Download Appendix 3 Assessment of the effects of the observed variants We

Appendix 3
Assessment of the effects of the observed variants
We assessed the likely effects of the observed variants as follows:
For the previously reported variants, allele frequencies observed in our sample were
compared with published allele frequencies by means of contingency-table chi squared test
(Pearson 2) using the software CONTING ver. 2.61 (1).
Four bioinformatic algorithms were used to perform splice site predictions:
NNsplice (at http://www.fruitfly.org/seq_tools/splice.html) analyzes the structure of donor
and acceptor sites separately by neural network recognisers. Scores from 0.0 to 1.0 are
provided for each splice site, and the cut-off threshold can be altered to exclude low scoring
predictions (2).
SpliceView (http://zeus2.itb.cnr.it/~webgene/wwwspliceview_ex.html) constructs sets of
consensus sequences around splice sites in a classification approach. 9 bp and 20 bp
sequences are considered for predicting donor sites and acceptor sites respectively. Predictive
scores range from 0 to 100 (3).
SplicePort (http://spliceport.cs.umd.edu/) recognises sequence features through the
integration of candidate feature construction and relevant feature selection through the
employment of a feature generation algorithm. The sensitivity value is set by default at 88.5%
for donor sites and 88.8% for acceptor sites corresponding to an FGA score threshold of
(0.0). Depending on the stringency required for predictions, this threshold can be altered, and
sensitivity values will be recalculated accordingly (4).
Human Splice Finder -HSF- (www.umd.be/HSF/) is based on information theory, using a
weight matrix model to calculate the nucleotides frequencies at each position in the splice
site.

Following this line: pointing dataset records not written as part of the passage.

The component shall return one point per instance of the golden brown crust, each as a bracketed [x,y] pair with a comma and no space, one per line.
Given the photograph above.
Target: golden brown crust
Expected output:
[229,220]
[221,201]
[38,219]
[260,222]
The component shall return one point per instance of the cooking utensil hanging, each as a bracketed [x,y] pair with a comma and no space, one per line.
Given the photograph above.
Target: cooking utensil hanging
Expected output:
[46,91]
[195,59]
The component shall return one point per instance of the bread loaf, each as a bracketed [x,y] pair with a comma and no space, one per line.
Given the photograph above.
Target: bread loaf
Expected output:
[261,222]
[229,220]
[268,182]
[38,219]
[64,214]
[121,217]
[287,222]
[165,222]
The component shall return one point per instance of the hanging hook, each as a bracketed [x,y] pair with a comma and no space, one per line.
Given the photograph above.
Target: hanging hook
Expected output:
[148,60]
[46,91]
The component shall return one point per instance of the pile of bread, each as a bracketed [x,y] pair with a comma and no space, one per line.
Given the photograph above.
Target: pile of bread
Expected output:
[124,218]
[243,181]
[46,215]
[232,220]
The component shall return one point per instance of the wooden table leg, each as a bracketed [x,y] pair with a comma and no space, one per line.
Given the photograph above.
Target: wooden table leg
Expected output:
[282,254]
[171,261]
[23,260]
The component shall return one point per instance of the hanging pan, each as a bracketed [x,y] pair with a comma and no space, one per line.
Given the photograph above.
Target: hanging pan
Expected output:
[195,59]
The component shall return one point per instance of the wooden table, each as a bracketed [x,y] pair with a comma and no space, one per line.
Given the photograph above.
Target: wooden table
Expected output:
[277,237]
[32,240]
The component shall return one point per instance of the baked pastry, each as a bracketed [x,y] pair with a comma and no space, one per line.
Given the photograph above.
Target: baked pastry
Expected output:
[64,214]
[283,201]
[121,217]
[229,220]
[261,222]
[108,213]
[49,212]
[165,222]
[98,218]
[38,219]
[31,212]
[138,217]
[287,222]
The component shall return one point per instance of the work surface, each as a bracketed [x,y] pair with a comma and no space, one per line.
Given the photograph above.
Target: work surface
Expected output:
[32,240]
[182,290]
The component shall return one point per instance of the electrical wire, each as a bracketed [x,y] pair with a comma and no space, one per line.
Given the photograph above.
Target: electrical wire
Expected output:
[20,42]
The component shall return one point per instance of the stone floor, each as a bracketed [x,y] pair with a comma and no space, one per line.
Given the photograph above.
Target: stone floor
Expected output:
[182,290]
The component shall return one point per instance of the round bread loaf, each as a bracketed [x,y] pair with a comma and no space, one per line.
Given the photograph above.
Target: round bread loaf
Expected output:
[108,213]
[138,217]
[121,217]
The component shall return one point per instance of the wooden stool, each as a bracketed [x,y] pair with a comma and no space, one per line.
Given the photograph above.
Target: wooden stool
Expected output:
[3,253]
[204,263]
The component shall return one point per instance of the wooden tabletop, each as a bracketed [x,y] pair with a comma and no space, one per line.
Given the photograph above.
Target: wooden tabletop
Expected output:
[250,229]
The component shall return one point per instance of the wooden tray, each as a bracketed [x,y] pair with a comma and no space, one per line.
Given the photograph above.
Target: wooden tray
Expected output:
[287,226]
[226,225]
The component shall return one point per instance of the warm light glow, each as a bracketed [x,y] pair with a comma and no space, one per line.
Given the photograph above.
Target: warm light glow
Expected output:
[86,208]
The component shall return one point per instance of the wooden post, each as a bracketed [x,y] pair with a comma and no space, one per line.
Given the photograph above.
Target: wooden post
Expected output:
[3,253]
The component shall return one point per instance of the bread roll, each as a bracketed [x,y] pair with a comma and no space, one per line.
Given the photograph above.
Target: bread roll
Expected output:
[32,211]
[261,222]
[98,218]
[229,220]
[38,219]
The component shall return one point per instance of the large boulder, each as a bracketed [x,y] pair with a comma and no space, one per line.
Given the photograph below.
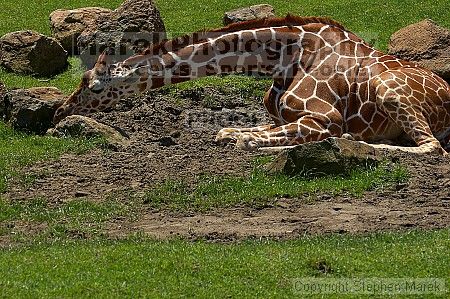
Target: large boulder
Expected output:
[31,110]
[68,25]
[29,52]
[425,43]
[335,156]
[83,126]
[130,29]
[249,13]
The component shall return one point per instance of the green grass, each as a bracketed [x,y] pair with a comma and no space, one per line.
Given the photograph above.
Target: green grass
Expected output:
[373,20]
[139,267]
[18,150]
[261,189]
[79,218]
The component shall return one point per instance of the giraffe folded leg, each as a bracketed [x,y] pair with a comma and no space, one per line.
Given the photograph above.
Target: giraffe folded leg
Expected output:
[398,102]
[230,135]
[306,129]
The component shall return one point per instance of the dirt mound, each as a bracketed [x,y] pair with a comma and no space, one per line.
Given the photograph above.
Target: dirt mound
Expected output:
[172,137]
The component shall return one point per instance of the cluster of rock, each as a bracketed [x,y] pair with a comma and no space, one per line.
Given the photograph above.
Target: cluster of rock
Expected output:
[86,32]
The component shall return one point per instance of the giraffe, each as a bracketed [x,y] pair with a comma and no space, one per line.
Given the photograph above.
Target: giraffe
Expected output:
[327,82]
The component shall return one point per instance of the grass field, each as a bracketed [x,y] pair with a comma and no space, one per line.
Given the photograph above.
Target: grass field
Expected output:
[265,269]
[73,258]
[18,150]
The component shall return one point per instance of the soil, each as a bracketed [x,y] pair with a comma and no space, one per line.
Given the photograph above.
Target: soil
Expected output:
[173,138]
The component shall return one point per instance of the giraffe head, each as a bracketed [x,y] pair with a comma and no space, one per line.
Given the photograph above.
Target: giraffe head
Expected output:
[100,88]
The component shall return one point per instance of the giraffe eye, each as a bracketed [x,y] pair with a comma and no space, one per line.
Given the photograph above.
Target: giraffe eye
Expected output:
[96,86]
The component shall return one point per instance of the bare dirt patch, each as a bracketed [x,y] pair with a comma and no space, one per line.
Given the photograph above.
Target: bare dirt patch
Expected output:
[173,138]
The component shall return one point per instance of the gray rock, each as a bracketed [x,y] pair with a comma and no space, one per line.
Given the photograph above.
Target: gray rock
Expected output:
[68,25]
[2,102]
[330,156]
[249,13]
[130,29]
[31,110]
[425,43]
[82,126]
[31,53]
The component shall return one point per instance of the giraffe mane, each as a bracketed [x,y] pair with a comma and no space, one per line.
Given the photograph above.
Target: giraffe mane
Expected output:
[200,36]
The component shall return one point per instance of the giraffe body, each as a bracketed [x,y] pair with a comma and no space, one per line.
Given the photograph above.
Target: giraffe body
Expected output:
[327,82]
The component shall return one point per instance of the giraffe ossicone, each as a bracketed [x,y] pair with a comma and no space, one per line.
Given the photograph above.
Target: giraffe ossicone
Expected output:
[327,82]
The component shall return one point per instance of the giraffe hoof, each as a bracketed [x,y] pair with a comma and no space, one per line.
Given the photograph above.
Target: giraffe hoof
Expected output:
[348,136]
[246,142]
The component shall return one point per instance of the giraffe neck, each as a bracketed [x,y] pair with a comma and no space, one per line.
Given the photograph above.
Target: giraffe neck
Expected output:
[271,51]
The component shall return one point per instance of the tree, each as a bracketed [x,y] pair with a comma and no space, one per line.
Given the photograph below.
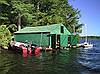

Consensus values (from 0 to 100) are generated for each splice site (5).
Non-synonymous variants were assessed using the SNP prediction tools SIFT, PolyPhen2,
SNPs3D, PMut and SNPs&GO. The algorithm SIFT (6) is based on the principles of protein
evolution, and uses sequence homology to predict the degree of amino acid conservation in
protein sequences which correlates with the extent to which an amino acid substitution is
tolerated (i.e. substitution is unlikely to be tolerated in highly conserved positions).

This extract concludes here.